There I did it again! Truth didn’t die with the birth of the Internet. But I wrote it anyway. It’s not true any more than “Napa’s vintners no doubt observed Bordeaux’s success and looked to the region for inspiration.” I just put the “no doubt” in there because that makes it sound truer! Writing is so easy! Every paragraph I write is like this. I just think things in my head that sort of make sense and I write them down. If our great President had a wine blog, it would be just like mine. Only he doesn’t drink, and I drink a lot. But that wouldn’t matter! I mean, look, you can appeal to people who care about truth and insight, or you can sell yourself as a troubled high school kid to the lowest common denominator. Guess who wins?

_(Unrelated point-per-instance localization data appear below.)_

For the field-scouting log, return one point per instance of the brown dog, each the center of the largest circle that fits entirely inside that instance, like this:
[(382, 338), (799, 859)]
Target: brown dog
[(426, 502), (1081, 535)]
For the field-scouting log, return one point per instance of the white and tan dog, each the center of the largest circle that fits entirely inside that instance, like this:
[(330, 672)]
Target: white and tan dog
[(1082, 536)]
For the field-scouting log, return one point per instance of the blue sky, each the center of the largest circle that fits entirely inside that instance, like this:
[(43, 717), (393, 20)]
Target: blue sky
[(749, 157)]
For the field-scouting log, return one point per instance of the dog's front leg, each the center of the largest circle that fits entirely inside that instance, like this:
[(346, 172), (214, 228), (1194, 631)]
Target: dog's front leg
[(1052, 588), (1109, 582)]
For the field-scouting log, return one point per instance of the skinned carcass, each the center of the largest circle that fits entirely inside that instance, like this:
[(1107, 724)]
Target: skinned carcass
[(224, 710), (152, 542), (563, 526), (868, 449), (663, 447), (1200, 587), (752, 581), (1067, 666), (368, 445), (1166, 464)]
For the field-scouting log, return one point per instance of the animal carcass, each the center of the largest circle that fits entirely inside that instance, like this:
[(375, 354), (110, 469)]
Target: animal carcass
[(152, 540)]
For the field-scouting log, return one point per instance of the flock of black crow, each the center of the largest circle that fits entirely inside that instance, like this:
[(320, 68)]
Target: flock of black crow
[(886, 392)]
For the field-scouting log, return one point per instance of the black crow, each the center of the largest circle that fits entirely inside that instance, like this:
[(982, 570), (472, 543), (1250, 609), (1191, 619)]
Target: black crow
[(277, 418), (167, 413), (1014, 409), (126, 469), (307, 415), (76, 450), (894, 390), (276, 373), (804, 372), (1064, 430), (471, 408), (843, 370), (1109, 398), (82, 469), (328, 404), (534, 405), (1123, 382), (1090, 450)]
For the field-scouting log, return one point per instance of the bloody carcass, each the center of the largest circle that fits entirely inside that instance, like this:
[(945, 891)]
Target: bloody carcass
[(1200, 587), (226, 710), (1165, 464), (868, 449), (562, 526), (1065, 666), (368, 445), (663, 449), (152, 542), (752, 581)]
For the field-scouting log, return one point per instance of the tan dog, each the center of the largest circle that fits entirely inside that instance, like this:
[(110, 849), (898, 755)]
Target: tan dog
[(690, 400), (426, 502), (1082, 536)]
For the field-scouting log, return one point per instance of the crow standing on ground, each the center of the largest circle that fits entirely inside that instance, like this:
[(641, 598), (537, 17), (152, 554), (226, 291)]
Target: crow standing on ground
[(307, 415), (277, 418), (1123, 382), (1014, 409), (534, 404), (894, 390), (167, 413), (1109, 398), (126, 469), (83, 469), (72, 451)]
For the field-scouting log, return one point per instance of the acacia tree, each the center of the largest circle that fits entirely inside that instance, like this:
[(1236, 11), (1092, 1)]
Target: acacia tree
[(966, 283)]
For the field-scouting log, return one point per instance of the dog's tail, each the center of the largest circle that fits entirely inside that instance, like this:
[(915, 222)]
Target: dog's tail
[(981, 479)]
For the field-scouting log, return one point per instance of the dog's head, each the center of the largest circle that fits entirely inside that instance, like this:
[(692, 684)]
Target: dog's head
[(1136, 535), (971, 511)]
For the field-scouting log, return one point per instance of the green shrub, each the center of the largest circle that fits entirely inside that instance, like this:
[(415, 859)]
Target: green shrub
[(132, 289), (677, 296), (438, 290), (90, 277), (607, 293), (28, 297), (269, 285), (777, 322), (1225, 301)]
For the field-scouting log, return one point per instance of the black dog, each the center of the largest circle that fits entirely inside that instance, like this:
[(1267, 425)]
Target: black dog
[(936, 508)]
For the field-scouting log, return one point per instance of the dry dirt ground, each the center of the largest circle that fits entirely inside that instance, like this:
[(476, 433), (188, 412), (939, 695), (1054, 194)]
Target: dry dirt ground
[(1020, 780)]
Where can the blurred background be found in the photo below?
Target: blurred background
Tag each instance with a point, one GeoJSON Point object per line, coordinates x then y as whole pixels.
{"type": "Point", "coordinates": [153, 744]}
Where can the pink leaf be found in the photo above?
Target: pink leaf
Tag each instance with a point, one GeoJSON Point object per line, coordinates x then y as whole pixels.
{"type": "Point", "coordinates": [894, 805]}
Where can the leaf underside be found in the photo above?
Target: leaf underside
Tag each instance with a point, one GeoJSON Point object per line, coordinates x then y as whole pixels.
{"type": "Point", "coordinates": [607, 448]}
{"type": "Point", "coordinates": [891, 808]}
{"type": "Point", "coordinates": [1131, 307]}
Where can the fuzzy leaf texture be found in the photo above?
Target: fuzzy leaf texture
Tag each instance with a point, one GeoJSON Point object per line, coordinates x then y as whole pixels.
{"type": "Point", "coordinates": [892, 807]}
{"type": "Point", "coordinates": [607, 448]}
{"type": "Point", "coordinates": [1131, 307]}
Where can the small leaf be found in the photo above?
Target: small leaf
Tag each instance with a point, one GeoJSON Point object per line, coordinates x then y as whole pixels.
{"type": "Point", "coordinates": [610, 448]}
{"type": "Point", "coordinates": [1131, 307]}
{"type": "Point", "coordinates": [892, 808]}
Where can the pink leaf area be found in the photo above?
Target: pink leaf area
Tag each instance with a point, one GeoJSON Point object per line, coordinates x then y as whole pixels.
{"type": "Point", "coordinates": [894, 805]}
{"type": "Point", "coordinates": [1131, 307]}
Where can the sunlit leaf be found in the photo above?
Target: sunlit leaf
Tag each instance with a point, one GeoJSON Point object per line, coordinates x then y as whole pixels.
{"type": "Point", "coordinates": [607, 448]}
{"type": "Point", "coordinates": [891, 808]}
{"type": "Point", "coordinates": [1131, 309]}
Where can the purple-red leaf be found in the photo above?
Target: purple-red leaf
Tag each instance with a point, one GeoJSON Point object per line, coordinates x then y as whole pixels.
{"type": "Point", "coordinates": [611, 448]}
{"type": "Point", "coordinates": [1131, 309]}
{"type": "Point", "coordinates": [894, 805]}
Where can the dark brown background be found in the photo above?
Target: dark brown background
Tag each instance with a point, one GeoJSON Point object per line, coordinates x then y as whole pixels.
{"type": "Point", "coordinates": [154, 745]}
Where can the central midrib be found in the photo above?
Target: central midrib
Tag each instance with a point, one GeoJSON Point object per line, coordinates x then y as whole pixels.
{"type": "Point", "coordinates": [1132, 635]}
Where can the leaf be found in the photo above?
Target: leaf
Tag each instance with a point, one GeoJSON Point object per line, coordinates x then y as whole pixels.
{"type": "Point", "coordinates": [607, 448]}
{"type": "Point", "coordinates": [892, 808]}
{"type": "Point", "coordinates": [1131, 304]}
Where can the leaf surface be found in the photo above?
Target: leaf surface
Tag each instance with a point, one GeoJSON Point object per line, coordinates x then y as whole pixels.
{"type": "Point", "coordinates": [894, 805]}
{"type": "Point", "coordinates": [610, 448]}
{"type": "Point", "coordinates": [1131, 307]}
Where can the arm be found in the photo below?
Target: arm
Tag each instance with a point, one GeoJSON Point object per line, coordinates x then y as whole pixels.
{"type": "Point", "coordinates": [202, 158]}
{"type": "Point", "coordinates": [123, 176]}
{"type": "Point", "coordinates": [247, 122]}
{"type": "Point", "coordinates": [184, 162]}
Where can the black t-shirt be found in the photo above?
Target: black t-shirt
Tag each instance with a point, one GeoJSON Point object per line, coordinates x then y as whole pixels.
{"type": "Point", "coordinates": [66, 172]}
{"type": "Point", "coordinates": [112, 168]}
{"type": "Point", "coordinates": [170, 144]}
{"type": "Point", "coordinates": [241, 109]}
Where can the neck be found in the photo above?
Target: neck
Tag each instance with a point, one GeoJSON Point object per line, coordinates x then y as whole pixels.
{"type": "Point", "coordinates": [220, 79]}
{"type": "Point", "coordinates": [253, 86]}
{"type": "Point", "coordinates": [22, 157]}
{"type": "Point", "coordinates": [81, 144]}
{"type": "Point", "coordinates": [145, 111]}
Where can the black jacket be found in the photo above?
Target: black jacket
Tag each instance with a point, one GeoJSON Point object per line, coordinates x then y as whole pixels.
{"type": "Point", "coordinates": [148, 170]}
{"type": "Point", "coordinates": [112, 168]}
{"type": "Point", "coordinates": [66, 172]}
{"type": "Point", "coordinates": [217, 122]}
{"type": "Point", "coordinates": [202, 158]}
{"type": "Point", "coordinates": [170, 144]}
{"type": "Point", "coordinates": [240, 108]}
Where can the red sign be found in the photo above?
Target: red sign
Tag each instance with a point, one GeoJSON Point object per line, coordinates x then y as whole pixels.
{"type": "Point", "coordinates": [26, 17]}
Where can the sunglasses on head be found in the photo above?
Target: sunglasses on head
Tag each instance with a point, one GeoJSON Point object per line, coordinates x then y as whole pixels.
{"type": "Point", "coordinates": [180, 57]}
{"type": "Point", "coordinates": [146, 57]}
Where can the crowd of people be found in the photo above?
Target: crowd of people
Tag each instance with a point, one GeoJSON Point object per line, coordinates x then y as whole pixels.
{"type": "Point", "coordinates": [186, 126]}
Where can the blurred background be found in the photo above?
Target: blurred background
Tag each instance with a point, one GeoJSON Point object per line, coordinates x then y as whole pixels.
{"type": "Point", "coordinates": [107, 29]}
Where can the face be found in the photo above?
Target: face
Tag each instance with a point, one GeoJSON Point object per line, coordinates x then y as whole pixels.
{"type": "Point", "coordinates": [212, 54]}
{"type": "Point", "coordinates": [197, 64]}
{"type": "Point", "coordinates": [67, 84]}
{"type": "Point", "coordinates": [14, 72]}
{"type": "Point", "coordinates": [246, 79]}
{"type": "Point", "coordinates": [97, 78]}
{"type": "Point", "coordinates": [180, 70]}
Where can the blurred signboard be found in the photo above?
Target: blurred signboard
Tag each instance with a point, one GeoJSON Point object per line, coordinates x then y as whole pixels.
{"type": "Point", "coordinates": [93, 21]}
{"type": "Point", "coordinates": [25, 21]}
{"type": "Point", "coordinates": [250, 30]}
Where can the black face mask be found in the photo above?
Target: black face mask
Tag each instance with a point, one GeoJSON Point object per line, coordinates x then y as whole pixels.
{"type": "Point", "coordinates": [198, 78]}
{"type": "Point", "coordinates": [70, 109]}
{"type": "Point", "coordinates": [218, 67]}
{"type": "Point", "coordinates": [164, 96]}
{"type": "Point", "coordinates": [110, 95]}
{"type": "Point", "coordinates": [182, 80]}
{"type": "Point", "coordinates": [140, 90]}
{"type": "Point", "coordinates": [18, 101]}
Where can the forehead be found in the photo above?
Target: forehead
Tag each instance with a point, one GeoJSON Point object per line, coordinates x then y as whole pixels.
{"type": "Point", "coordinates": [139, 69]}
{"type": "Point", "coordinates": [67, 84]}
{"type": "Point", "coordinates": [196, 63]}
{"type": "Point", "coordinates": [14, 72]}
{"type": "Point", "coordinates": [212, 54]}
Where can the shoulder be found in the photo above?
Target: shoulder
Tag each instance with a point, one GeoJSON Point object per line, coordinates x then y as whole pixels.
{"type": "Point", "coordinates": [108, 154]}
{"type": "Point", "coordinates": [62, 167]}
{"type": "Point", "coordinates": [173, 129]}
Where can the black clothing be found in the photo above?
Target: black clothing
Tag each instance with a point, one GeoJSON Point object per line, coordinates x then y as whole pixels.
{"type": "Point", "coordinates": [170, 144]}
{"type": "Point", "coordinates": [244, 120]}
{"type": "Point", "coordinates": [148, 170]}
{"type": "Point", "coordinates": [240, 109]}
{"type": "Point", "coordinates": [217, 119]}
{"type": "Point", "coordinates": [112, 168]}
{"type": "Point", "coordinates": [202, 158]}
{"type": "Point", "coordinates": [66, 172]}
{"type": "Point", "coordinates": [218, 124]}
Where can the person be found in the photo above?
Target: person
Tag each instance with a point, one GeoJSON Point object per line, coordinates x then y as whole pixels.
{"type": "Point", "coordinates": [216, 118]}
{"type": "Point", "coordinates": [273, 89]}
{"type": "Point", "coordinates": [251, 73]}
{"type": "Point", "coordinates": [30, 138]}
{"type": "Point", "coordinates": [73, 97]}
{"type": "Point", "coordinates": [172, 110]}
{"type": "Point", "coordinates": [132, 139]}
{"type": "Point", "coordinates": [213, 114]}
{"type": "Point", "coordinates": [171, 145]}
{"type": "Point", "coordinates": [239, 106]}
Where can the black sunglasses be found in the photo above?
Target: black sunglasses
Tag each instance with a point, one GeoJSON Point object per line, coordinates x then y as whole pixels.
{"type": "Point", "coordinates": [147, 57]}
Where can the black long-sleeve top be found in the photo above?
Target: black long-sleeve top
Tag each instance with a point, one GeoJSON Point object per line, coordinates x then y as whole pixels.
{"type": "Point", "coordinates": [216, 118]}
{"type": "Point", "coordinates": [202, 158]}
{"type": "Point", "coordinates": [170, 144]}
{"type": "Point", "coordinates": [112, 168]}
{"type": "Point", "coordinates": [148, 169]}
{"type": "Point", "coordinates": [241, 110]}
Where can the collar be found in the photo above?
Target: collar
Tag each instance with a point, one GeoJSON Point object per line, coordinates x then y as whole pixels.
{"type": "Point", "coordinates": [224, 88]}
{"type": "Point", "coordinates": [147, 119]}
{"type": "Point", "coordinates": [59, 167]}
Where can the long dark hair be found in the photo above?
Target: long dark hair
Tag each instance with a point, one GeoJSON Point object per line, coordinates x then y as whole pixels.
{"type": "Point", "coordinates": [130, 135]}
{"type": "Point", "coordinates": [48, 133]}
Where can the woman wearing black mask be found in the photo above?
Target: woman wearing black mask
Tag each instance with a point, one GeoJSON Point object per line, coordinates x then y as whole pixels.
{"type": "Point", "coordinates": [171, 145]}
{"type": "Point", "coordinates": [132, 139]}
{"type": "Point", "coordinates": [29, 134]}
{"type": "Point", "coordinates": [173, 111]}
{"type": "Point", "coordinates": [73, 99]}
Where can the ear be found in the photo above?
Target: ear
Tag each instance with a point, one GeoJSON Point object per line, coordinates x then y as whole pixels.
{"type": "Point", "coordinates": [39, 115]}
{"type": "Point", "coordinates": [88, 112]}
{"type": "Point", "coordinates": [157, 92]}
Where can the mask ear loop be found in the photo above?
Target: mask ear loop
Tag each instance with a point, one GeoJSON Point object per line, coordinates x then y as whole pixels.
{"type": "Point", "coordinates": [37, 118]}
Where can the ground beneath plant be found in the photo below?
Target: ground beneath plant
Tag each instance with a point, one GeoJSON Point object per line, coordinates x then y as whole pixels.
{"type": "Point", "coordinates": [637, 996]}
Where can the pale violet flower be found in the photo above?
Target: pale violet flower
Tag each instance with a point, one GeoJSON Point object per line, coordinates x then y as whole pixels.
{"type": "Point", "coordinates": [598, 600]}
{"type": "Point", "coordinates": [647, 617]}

Maybe the best thing you can do for yourself as a wine writer is to say that you write for beginners. Here’s a fun fact. Consider this. Beginners never catch your mistakes! And, you don’t have to do a lot of research, or really understand much about your subject, because, if you did, you might end up talking over their heads! How condescending is that? On “Wine Folly,” I never talk over anybody’s head. I just figure, hey, they’re here at my blog to read about Napa Valley Cabernet, how smart can they be? Learning about wine from “Wine Folly” is like learning about music from an organ grinder’s monkey. You hear the same crappy song over and over, and all I want is for you to put some money in my little outstretched hand.
You want to be like me and be a really successful wine writer? OK, it’s easier than you think, and here it is, broken down into three easy suggestions, just like I do it on my wildly famous wine blog!
1. Dumb it down!
Studies have no doubt shown that wine lovers don’t like too many facts, and the ones they like don’t have to be true. Make it simple. Say, “Oak is like a seasoning.” Most people know what a seasoning is. Oak is a tree. Poison oak goes really well with tomato juice.
2. You only have to be fact-adjacent!
Here’s the best thing about wine. It’s so subjective. Subjective means there are no facts. Even when there might be, it’s not your problem. There are already a lot of books with facts in them, anyway. They don’t sell. Use your creativity. How about, “Wine is at the highest point it’s ever been in the past 47 years.” There. That’s a fact. Make ‘em prove you’re wrong, but no doubt you’re not.
3. Everybody’s a beginner!
And it’s not your goal to improve their wine knowledge, because, first of all, you can’t. You just can’t. But armed with the truth-adjacent facts you give them, they’ll feel empowered. They can tell their friends, “Jackie O. no doubt inspired Napa Valley overly-ambitious people to make great Cabernet.” When their wine friends tell them they’re stupid, they can say they read it on “Wine Folly” and that certainly proves that.